Globes explains (via The Next Web) that most of the 1,700 engineers Texas Instruments let go had worked in the wireless communications sector, specifically designing the chip maker’s OMAP processor and Wi-Fi and Bluetooth radio chips.

In Israel, TI’s activities are based on two acquisitions from the 1990s – Libit for $365 million and Betterplay for $50 million.

Libit’s activities, in the cables for modems sector, were transferred to Intel Corp. in 2010, and TI’s activities in Israel were mainly based on Butterfly’s technological capabilities in short-range communication chips, mainly for Wi-Fi, Blutooth, and NFC.

The upcoming Ra’anana facility “has received some of the DNA of Butterfly”, per Globes. The Next Web has learned from its sources that Apple plans to open its Ra’anana R&D center in “the second half of 2013”.

The former TI engineers Apple hired should focus on projects for Apple’s recently minted Technologies boss Bob Mansfield, who now heads Apple’s wireless and semiconductor teams.
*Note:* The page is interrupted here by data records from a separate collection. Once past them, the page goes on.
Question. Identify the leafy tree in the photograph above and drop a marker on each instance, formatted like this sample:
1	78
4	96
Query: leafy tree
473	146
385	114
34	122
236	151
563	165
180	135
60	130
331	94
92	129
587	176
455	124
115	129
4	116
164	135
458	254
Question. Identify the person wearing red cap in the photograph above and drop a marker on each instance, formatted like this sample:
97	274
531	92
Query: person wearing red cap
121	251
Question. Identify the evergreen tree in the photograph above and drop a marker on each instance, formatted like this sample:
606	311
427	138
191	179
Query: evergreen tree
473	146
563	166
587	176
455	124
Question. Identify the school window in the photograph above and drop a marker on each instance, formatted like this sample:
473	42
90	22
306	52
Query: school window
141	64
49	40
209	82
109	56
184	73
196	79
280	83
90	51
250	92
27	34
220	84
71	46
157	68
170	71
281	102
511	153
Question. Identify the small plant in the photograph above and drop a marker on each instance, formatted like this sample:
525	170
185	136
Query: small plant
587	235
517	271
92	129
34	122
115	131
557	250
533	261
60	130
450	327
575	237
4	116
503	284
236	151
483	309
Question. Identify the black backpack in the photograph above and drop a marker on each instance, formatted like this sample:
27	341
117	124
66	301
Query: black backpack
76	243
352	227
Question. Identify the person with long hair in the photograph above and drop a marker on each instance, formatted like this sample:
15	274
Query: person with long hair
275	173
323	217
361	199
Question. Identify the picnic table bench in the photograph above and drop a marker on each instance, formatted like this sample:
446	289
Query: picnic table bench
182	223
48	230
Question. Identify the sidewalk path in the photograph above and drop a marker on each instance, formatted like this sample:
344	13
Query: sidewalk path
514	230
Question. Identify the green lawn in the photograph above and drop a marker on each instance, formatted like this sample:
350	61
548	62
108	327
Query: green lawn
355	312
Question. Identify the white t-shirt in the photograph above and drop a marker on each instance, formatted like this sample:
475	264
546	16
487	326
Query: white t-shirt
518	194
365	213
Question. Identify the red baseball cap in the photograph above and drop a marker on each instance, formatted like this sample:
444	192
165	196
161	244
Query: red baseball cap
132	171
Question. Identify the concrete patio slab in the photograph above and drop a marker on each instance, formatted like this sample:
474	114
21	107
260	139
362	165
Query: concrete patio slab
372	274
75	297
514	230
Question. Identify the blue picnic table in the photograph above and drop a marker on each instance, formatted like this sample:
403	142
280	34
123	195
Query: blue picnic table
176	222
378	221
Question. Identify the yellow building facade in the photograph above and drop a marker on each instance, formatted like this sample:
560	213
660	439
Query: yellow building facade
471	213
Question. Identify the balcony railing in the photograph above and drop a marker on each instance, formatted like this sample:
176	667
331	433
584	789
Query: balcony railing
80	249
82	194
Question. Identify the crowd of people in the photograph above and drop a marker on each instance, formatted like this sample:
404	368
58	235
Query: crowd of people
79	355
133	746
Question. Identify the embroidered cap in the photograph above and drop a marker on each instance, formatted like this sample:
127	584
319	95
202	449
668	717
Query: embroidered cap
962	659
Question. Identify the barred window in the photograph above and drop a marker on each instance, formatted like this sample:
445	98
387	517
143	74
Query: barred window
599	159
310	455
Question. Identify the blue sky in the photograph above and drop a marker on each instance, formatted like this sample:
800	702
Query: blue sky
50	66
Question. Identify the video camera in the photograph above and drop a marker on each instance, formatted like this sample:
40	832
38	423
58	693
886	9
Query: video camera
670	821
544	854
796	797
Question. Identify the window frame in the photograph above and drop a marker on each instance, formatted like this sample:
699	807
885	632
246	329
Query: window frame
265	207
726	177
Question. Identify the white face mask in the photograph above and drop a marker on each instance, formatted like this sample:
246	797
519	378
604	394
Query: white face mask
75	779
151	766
In 2012, Apple opened an Israeli development center in the town of Haifa. The company also operates another R&D facility in the country based on its acquisition of the Israeli flash memory developer Anobit.

iPhone 5 promo (Bob Mansfield 001)

Moreover, Shanghai Municipal Commission of Commerce confirmed last month that Apple is building an R&D center in Pudong, Shanghai, previously thought to be opening in Beijing.

Sources claim the Shanghai facility consists of three six-story Baroque style buildings with total floor area standing at approximately 10,000 sqm.

Despite spending one-quarter less on R&D compared to both Samsung and Microsoft, global management consulting firm Booz & Co named Apple the most innovative company of 2012.